Warren de Haan, managing partner, ACORE Capital.
Warren de Haan is managing partner at ACORE Capital, a commercial real estate finance company he helped found in 2015 with other senior management from Starwood Property Trust Inc., where he had served as chief originations officer. He has more than 20 years of experience in commercial real estate finance and capital markets.
S&P Global sat down with Warren de Haan of ACORE Capital at a recent conference to talk late-cycle strategy in the early months of the Trump administration.
S&P Global Market Intelligence: There seems to be a good deal of uncertainty about the economy at this event, but at the same time some excitement about what may be coming.
Warren de Haan: It's the strangest time. The distribution of potential outcomes is very broad. There is a sense of optimism, reflected in the public markets. And that optimism, provided it's backed up with economic growth, infrastructure spending and the like, can only be good.
On the other hand you have some very sizable risks — geopolitical risks — and it's frightening. It can hinge on 144 characters, right? It's bizarre. And we don't know yet how social policy will play out, and what it means for real estate.
Ultimately, whether or not President Trump can effect change remains to be seen. Take bank deregulation: Can he really deregulate the banks? It seems more realistic he'll simply provide a framework for deregulation.
At ACORE we have a defensive strategy. We have to keep our eye on the horizon. But we're generating very good risk-adjusted returns for investors. It's not surprising to hear capital is flowing more into debt-related products.
Last year was a tremendously successful year for our firm. We'll see how 2017 pans out, but I have no reason to believe it's not going to be a great year.
Has there been a notable shift in transaction flow in your business since the election?
There is still a lot of demand for transitional assets. But some guys are pulling back on acquisitions, waiting to see what happens during the first 90 days of the Trump administration. In the near term, people seem to like Trump's cabinet picks.
What does it all mean? We won't know until we see some action. I'm hopeful, but I'm not betting my livelihood on it.
Many of the panelists have argued that we are very late in the real estate cycle. Do you have that same sense?
People are always talking about what "inning" the market is in. We very well could be in the ninth inning, but it could turn out to be a very long inning. So although it feels late, based on how many years have passed and where property values are, there are additional factors to consider. The so-called Trump bump could evolve into real economic growth, and if supply stays in check, real estate fundamentals should continue to be strong.
We're debt guys, so we're focused on defensive strategies, yield strategies. That is proving to be a successful strategy.
There's been a lot of love expressed for industrial at this conference and, conversely, a lot of caution expressed about retail.

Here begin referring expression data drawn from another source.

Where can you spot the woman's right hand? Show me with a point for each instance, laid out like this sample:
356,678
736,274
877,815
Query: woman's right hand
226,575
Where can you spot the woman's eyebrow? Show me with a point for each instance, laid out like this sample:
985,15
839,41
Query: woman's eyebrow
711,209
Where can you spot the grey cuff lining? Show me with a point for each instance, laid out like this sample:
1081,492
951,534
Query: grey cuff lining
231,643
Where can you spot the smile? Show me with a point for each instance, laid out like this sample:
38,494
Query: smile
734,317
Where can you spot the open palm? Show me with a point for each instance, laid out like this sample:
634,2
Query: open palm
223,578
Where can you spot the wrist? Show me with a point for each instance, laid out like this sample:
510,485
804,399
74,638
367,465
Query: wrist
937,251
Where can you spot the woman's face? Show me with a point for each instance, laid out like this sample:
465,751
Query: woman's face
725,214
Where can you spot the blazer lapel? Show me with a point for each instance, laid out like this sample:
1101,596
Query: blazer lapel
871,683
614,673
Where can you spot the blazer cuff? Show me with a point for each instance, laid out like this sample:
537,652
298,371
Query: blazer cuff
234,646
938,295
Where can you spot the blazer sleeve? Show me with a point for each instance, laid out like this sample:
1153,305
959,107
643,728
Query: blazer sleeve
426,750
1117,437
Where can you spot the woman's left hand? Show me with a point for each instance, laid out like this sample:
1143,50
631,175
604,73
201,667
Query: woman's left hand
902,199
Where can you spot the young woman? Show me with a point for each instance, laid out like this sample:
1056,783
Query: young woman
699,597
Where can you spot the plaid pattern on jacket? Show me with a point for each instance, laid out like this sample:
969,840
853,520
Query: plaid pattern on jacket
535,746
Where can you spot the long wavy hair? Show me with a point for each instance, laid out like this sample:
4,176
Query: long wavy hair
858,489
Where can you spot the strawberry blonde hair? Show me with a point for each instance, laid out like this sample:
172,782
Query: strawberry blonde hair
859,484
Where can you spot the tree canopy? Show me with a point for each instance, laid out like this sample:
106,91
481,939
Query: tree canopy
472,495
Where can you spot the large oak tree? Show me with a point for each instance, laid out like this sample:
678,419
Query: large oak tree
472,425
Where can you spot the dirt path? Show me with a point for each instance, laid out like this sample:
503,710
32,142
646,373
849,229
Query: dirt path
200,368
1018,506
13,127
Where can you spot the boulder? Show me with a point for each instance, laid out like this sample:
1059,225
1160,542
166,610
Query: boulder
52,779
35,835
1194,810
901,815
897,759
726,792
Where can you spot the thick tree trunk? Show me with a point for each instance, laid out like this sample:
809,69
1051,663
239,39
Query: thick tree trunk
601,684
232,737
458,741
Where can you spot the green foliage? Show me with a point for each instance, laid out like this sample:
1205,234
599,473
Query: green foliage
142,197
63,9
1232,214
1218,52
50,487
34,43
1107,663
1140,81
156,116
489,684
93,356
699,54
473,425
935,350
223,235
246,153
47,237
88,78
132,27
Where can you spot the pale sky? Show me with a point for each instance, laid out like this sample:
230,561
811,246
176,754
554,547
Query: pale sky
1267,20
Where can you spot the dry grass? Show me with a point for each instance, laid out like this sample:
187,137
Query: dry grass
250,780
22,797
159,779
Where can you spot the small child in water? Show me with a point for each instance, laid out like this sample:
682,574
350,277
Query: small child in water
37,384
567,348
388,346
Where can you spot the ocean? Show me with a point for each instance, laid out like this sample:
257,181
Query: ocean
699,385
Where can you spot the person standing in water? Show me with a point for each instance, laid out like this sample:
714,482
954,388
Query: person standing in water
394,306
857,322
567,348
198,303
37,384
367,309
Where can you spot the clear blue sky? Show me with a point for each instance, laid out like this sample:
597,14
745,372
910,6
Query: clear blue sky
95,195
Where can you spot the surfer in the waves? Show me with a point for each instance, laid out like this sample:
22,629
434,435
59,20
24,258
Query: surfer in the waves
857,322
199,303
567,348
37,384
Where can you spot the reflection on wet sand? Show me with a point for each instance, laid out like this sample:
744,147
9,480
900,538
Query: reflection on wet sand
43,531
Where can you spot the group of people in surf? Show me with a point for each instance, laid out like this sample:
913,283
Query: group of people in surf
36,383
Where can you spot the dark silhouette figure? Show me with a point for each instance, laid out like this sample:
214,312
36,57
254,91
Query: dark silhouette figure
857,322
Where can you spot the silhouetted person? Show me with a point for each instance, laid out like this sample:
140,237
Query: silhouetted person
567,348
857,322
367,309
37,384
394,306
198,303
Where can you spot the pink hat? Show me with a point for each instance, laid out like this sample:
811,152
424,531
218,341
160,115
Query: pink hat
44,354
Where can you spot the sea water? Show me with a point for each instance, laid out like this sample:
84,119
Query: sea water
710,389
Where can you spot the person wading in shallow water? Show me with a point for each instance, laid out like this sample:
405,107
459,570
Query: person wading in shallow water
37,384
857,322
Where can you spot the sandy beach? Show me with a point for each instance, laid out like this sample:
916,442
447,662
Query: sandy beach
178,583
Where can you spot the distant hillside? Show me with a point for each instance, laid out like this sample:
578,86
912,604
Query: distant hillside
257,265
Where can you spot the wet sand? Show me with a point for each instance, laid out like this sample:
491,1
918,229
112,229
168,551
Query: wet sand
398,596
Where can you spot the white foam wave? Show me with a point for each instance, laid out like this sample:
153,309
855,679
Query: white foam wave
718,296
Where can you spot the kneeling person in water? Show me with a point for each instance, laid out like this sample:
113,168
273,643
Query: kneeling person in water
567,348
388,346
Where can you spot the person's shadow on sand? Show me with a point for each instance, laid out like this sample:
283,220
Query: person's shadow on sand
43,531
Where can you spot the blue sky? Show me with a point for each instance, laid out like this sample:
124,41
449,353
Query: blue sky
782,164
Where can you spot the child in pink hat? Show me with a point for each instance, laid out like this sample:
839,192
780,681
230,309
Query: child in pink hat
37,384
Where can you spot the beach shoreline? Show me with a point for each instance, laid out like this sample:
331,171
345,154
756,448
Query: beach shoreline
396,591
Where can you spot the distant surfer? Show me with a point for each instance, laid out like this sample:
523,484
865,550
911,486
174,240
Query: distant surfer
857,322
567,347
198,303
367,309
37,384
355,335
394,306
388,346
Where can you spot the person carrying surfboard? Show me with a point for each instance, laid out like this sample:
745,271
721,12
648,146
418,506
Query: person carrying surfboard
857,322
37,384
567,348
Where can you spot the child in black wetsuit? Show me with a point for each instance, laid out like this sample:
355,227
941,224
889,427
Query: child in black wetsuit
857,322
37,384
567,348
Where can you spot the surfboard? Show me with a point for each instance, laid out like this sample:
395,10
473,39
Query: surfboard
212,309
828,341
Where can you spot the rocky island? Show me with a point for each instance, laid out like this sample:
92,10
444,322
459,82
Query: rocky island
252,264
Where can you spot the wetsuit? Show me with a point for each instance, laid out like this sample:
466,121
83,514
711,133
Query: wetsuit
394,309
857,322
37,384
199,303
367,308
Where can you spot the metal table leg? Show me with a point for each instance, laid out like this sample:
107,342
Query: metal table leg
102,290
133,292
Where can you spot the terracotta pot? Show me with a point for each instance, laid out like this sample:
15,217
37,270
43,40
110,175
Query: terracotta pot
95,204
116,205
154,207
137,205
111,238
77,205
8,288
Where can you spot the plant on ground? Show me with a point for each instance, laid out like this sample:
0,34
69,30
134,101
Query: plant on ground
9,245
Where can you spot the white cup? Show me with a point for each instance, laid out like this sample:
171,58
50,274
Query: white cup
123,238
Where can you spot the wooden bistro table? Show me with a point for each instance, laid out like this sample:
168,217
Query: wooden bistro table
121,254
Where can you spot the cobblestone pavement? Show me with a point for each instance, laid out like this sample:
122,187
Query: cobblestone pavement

We would love to do more industrial. The reality is that most of the assets are very small. Our average deal size is about $70 million, so we only play in industrial when it's a portfolio.
Retail constitutes less than 4% of our portfolio. We are very specific about what we like and don't like in retail.
Regulators have warned about vulnerabilities building within commercial real estate lending. Are we in dangerous territory in your view?
Regulators are worried about banks' exposure to commercial real estate as a percentage of their overall portfolio. But banks, if anything, have been more cautious with their lending this go-round. The market is healthy.
I don't see lending standards, though, in any way, shape or form approaching 2007 levels. There is lot of equity in the deals, a lot of cash. I think borrowers learned their lesson and they don't seem to be over-leveraging. They're prioritizing pricing and structure, which has kept the market healthy.
Notwithstanding the Trump noise, I still think U.S. real estate is a great asset class.